Y sostengo en mis manos un rollo de piel escrito en la lengua del polvo, y la piedra descansa en su abdomen. Pero llega el gato de las estaciones, y nos describe su tumba, y sabemos que nunca fue confinado, que están en medio de una farsa, su cuerpo sigue de pie en los versos transparentes del moho y la sangre, sus lagunas resecas están en medio del fogoso sol que lo alcanza, incluso en la fragmentación perpetua. Porque nunca se quedó con Jeanne Duval, y esto pesó, y se arregló la vida en el hachís, y luego fue quedando sordo. Los talones se agrietan, se inflaman los pies, el largo camino que nos salva también nos arrebata la vida. Entre la noche de esta noche y el día del siguiente día media una respuesta, una diferencia que sostiene el hálito de nuestro peregrinar, de estar dando traspiés en la confusa piedra. Con los tejidos del cuerpo señalando al futuro, enarbolando sal en largas estacas de fuego, imaginando ciudades con menos recuerdos. El resquebrado surtidor se incendia se mantiene en vilo ante los atajos secretos luego de amanecer en su tierra, apagado, bajo el resguardo innecesario de los hechos. Entre puertos ruinosos y prolongados pasillos de hospital, entre cabinas telefónicas y mujeres de salón, entre la posibilidad y la cadena de montaje, descuelga su cuello del farol que se estira hacia el cenit del manto oracular. Y el portero está muerto, busco en sus bolsillos el relato de su finitud, y sólo hay un cajetilla de cigarros, un breve poema referido al trato con los demás, y se encontró un tomo de Trakl, y al final de sus páginas un fragmento de Aragon.
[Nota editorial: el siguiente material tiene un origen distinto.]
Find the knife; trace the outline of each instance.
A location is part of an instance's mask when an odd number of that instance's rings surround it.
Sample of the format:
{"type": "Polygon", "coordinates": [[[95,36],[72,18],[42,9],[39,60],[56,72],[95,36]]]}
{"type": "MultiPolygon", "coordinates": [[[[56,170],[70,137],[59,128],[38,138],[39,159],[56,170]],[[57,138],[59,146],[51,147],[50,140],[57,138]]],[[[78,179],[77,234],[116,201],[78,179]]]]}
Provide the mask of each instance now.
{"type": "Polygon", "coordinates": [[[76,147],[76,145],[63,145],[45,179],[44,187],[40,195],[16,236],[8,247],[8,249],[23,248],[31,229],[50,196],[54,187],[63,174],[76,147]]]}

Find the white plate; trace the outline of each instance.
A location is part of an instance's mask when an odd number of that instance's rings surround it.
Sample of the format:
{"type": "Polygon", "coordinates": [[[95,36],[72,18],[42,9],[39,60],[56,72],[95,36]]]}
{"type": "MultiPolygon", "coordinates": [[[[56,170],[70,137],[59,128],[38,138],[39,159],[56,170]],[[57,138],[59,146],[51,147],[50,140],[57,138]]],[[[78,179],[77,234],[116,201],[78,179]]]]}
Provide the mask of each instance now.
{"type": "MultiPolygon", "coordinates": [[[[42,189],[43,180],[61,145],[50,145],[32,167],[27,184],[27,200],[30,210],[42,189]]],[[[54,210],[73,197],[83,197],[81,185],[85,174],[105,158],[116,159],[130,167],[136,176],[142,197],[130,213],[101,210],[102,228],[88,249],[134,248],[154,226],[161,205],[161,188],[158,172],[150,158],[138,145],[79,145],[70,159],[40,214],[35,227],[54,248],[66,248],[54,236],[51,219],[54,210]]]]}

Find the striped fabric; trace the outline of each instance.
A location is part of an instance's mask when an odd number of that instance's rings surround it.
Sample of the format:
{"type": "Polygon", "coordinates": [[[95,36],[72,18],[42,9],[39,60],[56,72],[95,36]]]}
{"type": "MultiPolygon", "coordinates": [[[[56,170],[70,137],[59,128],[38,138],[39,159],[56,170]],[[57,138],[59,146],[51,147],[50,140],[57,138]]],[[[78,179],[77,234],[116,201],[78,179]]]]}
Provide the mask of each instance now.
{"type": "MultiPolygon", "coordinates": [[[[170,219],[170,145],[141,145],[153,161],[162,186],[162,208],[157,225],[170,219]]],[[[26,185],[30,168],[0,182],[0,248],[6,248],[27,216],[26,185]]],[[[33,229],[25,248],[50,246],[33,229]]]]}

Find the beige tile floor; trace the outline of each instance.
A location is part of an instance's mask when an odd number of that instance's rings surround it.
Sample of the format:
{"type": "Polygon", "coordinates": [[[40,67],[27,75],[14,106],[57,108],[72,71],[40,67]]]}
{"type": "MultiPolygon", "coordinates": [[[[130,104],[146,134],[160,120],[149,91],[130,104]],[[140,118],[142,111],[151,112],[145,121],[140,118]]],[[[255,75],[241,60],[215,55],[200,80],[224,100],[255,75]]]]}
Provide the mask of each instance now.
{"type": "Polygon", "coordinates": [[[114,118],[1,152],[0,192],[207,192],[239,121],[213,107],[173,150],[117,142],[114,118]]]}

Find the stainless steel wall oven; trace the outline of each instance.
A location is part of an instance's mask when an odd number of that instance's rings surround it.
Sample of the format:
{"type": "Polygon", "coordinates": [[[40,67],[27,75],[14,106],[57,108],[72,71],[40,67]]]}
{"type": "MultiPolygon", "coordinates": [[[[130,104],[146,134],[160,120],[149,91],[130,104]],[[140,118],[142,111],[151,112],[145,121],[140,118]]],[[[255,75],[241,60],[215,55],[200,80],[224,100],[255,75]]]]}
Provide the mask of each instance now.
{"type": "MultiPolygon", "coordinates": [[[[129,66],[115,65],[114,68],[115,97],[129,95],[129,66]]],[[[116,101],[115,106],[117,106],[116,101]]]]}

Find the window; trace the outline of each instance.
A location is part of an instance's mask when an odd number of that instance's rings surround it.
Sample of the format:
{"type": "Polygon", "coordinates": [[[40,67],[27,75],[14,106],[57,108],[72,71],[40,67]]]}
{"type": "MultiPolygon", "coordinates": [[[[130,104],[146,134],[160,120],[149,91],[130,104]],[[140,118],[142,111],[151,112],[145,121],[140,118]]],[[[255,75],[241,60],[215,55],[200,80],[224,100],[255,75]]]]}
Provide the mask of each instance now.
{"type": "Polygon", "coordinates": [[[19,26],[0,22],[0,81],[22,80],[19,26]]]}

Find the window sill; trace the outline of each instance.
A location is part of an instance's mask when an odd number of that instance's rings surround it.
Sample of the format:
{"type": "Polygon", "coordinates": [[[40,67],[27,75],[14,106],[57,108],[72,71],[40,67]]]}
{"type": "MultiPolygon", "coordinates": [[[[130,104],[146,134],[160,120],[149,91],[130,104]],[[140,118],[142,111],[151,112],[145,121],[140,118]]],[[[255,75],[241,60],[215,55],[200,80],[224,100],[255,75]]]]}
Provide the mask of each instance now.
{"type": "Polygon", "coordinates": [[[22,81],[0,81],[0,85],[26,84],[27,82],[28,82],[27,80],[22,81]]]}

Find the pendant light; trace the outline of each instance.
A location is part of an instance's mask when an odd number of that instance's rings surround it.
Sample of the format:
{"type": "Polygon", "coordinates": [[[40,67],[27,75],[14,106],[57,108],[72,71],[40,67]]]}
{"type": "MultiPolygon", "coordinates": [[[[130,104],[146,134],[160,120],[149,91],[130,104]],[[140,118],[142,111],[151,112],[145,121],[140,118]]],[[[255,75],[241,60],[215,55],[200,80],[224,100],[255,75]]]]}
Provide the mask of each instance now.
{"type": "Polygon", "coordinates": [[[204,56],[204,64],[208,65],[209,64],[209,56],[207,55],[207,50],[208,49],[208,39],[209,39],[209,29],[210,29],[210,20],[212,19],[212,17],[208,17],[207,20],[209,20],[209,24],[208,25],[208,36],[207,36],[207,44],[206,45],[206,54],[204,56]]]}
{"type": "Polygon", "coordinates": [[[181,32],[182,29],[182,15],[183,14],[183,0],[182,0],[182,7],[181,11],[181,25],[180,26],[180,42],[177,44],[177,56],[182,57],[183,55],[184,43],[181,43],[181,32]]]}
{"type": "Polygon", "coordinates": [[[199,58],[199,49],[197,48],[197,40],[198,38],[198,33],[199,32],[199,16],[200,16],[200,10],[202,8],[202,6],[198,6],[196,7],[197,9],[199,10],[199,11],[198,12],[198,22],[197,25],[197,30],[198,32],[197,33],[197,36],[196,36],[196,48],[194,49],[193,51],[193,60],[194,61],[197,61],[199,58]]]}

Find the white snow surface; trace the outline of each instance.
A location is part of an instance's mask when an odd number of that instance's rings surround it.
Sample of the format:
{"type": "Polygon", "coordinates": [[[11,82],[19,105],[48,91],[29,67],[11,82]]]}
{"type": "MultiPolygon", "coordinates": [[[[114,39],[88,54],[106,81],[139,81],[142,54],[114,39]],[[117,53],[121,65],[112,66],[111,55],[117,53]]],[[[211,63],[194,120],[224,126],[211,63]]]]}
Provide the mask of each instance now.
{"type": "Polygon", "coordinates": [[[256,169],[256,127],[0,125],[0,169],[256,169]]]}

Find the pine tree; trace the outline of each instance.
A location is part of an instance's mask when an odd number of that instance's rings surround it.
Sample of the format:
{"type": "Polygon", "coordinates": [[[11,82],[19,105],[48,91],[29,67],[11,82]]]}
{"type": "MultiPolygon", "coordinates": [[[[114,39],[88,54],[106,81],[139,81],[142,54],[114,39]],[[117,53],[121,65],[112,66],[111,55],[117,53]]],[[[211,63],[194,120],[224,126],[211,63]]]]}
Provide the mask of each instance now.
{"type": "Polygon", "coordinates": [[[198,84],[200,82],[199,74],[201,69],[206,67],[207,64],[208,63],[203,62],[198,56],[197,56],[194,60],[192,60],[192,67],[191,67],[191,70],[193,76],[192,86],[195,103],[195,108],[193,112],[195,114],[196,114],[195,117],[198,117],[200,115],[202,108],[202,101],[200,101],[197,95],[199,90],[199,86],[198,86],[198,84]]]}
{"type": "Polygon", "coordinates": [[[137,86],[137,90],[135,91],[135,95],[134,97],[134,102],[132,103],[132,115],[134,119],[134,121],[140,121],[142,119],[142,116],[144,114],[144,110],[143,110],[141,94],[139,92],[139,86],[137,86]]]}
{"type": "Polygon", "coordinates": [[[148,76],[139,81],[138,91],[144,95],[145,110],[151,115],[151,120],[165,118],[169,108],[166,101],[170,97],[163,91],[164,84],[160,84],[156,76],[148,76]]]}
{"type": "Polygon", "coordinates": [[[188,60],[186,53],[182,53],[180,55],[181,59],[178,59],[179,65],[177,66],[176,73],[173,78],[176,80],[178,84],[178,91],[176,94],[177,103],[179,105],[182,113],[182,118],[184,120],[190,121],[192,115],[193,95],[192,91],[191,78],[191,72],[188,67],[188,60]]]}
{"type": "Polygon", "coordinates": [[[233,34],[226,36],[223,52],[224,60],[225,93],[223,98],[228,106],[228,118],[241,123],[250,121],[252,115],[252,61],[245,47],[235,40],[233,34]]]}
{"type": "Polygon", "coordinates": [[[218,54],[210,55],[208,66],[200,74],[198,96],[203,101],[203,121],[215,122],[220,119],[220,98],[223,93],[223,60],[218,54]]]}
En los tambores que resuenan en los callejones en los tambores que estallan en la orilla del mar en los tambores que duermen en algún rincón, un deseo siempre es evanescente, pero el peregrinar sólo es principio hacia la certeza del caminante, en el largo murmullo trajeado de oropeles, comprendimos muy tarde las consecuencias de este juego. Un lugar para nosotros, un preciso resquicio para la caída de los cuerpos, donde permanezca una dureza para la espalda, no pedimos la expiación del pecado, no sentimos haber vivido como desterrados, ni como simples sospechosos de algún crimen, ardemos en la fibra íntima del recuerdo, como extrañas luciérnagas alcanzando el corazón de las promesas.